Триумф. Поездка в степь - Юрий Маркович Щеглов
Шрифт:
Интервал:
Закладка:
— А яблоко, милый, припасем на утро.
Мы вышли из сарая и легли у самого моря. Перед нами расстилалась тяжелая — нефтяная — гладь, которая сливалась с черной мглой неба в одну сплошную непроглядность, едва случайная туча набегала на луну. Плеск, шлеп, плеск, шлеп.
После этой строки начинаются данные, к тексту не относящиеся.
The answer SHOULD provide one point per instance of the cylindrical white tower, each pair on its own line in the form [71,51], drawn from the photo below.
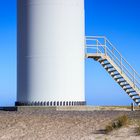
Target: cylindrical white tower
[50,51]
Потом раздавался мощный удар волны, и теплые брызги поднимались в беспорядке над берегом. Плеск, шлеп, плеск, шлеп. И опять мощный удар волны.
— Понял теперь, что такое вечность? — спросила, неярко улыбаясь, Елена.
— Понял.
Ветер утих, и костер горел ровнее. Он был похож на красную розу с почерневшими краями лепестков. Елена продвинула ладонь под мой затылок. Я приподнялся.
— Лежи, лежи. Тебе удобно?
Она склонилась надо мной, — так, вероятно, я должен склониться над ней, — и я почувствовал на щеке ее сухие губы. Елена излучала неброский, но густой аромат прокаленного на солнце песка с примесью свежести — того особого духа, который издает высушенное на морозе белье. Похоже пахнет и крепко вытертая кожа после морского купания.
— Я ничего не боюсь, — прошептала Елена и опустила голову на мое плечо.
Я обнял ее за шею с нежностью, на какую был способен, — так в детстве, помнится, обнимал мать и сестренку. Неужели я ей понравился? Неужели она полюбила меня? В том, что я любил, — я не сомневался ни на секунду. Я любил ее давно, еще до встречи. Правда, я полюбил бы и другую, если бы та, другая, потянулась ко мне. Просто пришла пора любви. И я любил. В глубине души я понимал несовершенство своего чувства, его незакономерность. Я терзал себя тем, что и Елена выбрала меня случайно, от скуки, от пустоты. Я ревновал ее к неизвестности, к Карнауху, к чему угодно, потому что ревность и любовь неразделимы, особенно в юности.
— А я тебя боюсь, — признался я, тоже шепотом.
Но я солгал — я не боялся ее, нет, я боялся себя, своей неопытности.
— Чем мне успокоить тебя? Что ты хочешь услышать?
Я посмотрел ей прямо в глаза, но ничего не прочел в них. Наверно, я не умел читать.
— Я никогда не пожалею о встрече с тобой. — И Елена разворошила мои жесткие волосы. — Пойдем, здесь холодно.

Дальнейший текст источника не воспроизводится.